Mac archive just after launch.
Open Live Meet
The role chip lives in the Live Meet window's header (the iPad and iPhone surface them too — same chip code, same styling, different host). On the Mac, Cmd+Shift+M opens Live Meet, or pick it from the Window menu — below, with the entry highlighted in blue so you can see what to click.
Window menu · Live Meet highlighted · ⌘⇧M shown next to the entry.
Spot the chip in the header
The Live Meet window opens onto the Sample Invitational meet. Look at the top row of the meet header, right of the meet title: the chip reads Operator with a gray "you're just looking" tint (the Mac doesn't host the timing bus today — that's the iPad's role). Next to it: the Cloud Sync chip, then the Studio / Track Map / Start Sources buttons.

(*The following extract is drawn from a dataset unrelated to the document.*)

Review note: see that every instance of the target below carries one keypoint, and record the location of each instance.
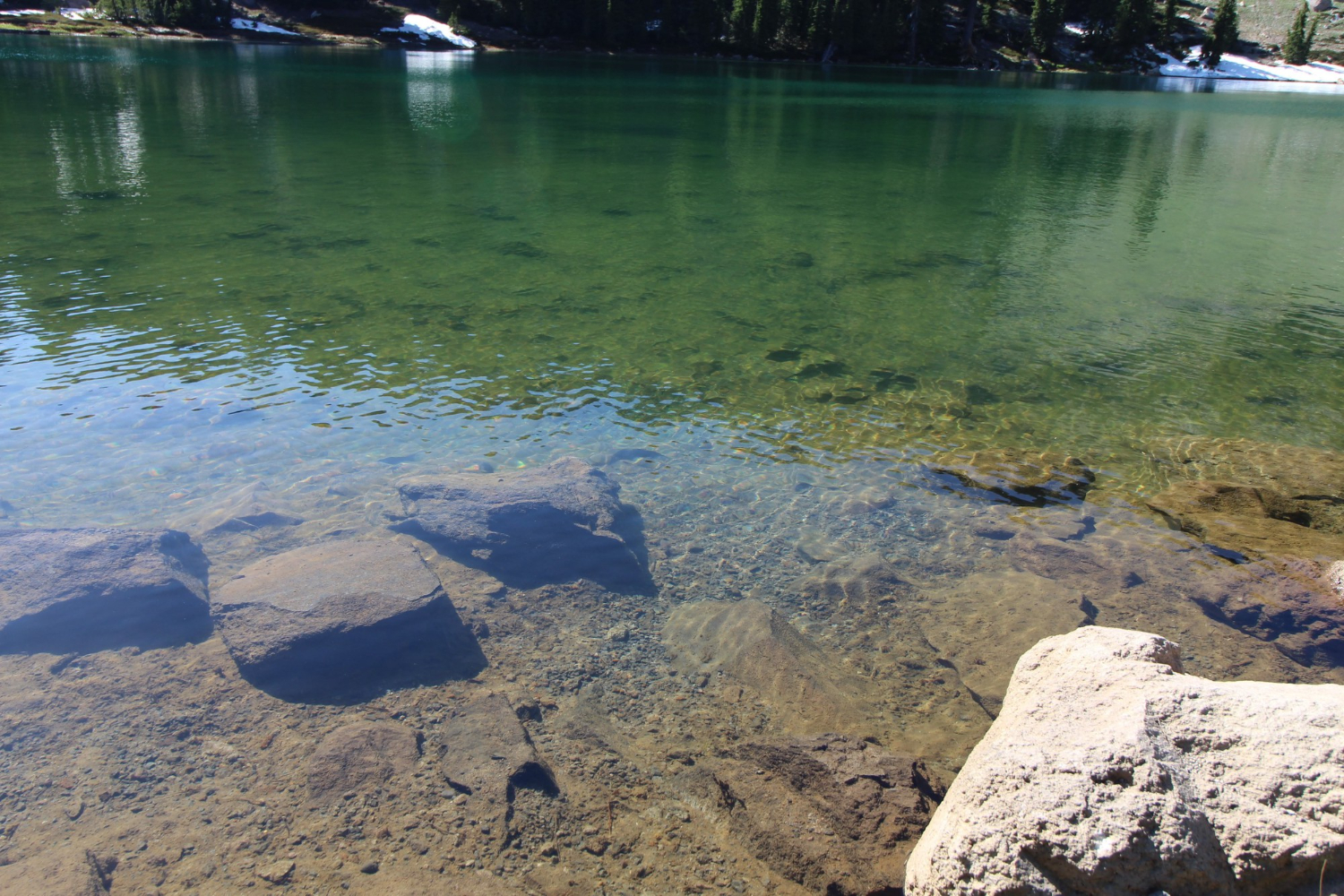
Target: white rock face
(1112, 772)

Live Meet header, left to right: meet title · Operator role chip · Cloud Sync chip · Studio · Track Map · Start Sources.
Hover the chip
The chip is a Button when an onTap handler is provided, which Live Meet supplies — readers see the button-bordered state on hover. Hovering before the click also surfaces the tooltip via SwiftUI's .help(...) modifier: "Mac's role · Operator (informational only in R1)".
Chip hovered. The bordered-button styling makes it clear the chip is tappable.
The capabilities popover
Clicking the chip anchors a popover below it listing every connected device the coordinator has seen capability data for. Each row: device name + role icon + capability pills (audio start · BLE start · Camera · Archive) + last-seen timestamp.

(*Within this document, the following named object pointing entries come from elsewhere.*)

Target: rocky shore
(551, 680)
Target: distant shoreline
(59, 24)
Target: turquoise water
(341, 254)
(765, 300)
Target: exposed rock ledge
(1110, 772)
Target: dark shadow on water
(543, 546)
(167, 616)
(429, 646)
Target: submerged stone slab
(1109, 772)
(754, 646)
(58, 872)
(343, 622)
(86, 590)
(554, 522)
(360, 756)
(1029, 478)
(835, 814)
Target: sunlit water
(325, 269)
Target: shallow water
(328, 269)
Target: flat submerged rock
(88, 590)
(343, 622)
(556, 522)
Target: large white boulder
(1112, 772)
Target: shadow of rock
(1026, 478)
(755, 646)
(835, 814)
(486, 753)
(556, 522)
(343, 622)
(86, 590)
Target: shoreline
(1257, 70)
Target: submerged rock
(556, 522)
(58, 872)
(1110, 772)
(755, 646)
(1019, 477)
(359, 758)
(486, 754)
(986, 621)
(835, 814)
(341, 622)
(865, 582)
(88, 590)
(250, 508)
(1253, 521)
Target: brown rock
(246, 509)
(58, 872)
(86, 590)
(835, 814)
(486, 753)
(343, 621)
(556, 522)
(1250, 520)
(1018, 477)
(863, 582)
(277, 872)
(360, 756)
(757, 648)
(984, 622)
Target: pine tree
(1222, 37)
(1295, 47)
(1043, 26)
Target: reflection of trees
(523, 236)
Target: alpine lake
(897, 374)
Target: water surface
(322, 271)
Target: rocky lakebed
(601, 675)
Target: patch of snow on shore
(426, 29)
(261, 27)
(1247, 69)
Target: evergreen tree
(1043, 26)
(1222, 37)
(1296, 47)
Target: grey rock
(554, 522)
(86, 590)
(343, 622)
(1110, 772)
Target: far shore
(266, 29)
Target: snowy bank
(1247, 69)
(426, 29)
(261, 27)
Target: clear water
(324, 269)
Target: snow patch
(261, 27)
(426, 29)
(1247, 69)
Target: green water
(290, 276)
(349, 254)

Capabilities popover for the Mac. R2's capability advertisement runs whether or not the chip is visible; the popover is just the operator's window into that cache.
What R1 covers and what's coming
- R1 — visibility (this walkthrough). The chip + the basic capabilities popover. Roles are computed from today's static architecture (iPad = Primary; Mac = Operator; iPhone = Satellite). Graduated to default-on 2026-05-18 — no flag required.
- R2 — capability advertisement. Every device broadcasts its capability flags (audio start, BLE start, camera, archive) periodically. The popover above renders this cache.
- R3 — operator-pinned finish-line iPhone. The Mac context menu on a connected iPhone lets the operator "pin" it as the finish camera; iPad filters detections to honor the assignment. Shipped, no walkthrough yet.
- R4+ deferred: Mac SwiftData ModelContainer + Standby host replication; iPhone as Primary host with race clock; hot handoff between Primary devices; eventually TV-as-operator-surface.
- This walkthrough is automated. The 5 screenshots above came from an XCUITest that drives the Window menu + Live Meet + chip + popover against a deterministic fixture. The menu screenshot hovers Live Meet before capture so the highlighted state is visible.
Other always-visible chrome
Cloud Sync chip (right of the role chip): shows whether the meet has a cloud-sync room joined, what the room code is, and how many other devices are subscribed. Tapping opens the Cloud Sync setup sheet. Walkthrough pending.
Meet menu (further right): edit meet, delete meet, switch active meet, export. The W1 awards-policy editor lives inside the Edit Meet sheet that this menu opens.